Un sistema de representación como el que acabo de bosquejar apenas si tiene algo en común con el que subyace al supuesto de la memoria como almacén. Veamos:
• No es posible diferenciar entre contenido y continente porque no es posible definir una memoria sin contenido. No existe esa "pasta mental" en la que puede o no haber información: la información es en sí misma la pasta mental mientras está
funcionalmente activa, cuando opera, y desaparece por completo cuando deja de estarlo. • No existe diferencia alguna entre el contenido y su utilización, entre
estructura de conocimiento y procesos de manipulación de dicha estructura.
• En cuanto a las propiedades del contenido, también aquí las diferencias entre los modelos espaciales y la representación por símbolos densos son claras. La diferenciabilidad entre los símbolos densos no está ni mucho menos garantizada, ni la sintáctica ni la semántica.

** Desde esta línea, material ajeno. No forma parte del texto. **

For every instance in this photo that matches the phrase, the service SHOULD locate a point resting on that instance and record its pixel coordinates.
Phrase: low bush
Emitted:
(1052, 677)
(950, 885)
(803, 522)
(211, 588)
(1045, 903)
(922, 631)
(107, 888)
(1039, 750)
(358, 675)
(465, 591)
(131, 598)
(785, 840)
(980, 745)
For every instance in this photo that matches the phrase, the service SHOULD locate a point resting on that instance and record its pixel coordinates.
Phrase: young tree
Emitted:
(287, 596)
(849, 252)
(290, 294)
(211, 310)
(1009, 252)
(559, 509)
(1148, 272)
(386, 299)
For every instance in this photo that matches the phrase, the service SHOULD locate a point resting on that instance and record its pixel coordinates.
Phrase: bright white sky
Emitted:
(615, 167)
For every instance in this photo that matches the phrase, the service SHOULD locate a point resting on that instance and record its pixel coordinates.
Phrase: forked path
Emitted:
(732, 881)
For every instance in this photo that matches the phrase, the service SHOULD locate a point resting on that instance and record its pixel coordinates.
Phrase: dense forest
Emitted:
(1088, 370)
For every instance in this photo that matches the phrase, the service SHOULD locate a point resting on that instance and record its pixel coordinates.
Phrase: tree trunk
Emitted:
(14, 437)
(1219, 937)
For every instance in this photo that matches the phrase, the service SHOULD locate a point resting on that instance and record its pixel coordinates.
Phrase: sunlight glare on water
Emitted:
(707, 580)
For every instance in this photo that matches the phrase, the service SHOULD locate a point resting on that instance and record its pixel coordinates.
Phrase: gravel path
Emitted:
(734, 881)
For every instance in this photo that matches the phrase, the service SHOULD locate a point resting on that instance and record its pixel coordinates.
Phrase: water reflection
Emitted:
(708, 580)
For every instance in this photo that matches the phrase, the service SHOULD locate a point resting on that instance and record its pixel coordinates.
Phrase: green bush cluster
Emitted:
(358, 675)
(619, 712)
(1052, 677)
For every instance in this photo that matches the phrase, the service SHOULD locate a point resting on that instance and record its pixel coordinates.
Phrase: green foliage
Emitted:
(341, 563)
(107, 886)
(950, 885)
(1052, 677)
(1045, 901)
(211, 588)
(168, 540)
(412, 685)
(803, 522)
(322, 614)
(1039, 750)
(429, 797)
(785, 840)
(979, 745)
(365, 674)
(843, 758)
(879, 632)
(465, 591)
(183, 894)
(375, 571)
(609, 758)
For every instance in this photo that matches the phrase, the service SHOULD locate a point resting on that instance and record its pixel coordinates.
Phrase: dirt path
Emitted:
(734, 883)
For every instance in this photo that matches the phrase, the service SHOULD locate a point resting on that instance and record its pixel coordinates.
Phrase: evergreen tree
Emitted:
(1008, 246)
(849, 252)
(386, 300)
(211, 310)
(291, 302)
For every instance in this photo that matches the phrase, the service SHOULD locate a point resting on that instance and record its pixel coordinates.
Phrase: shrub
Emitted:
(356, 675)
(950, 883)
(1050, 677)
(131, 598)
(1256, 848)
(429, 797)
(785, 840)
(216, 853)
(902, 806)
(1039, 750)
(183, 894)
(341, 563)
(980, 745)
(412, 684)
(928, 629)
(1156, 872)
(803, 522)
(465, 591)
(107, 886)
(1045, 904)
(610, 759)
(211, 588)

Los símbolos densos son difusos por definición y sus relaciones entre sí son siempre cambiantes.
• Por contraposición a la identidad transituacional, la inestabilidad es quizá su característica más permanente, por lo que la ausencia de la "re-aparición" está garantizada casi por completo: se trata de "comportamientos y experiencias de una persona
determinada en una situación determinada" (Kolers y Smythe, 1984, pág. 295).
• Sin embargo, tienen la enorme ventaja de la fidelidad al referente: no se sacrifica nada del procesamiento del referente para que encaje en el significante.
•
La comunicación de símbolos densos
El lector que haya leído atentamente el contenido de los párrafos anteriores habrá caído ya en un problema estrechamente ligado al concepto de símbolo denso: cuando nos
planteamos el contraste entre la representación simbólica tradicional de una memoria almacén y la que exige la ruptura de la identidad transituacional, nos enfrentamos al problema de la
comunicación de los símbolos densos.
9 También esta idea parece estar en cierto modo en los escritos de Aristóteles, cuando sugiere que el
recuerdo (anámnesis) implica el envío desde el corazón (el lugar de la memoria para el pensador griego) hasta los sentidos de efluvios de "pneuma" (un tipo de substancia que, conectada con la sangre, es portadora de información), cuyos movimientos reproducen en los sentidos aquellos otros que los estímulos externos provocaron en el momento de la percepción inicial. En aquél momento esos efluvios de "pneuma" viajaron desde los sentidos hasta el corazón para quedar allí almacenados. En el recuerdo se produce el viaje inverso de algo así como un residuo de aquellos movimientos iniciales de pneuma. Véanse los comentarios de Burnham (1888a, pág. 52) a este pasaje de Aristóteles.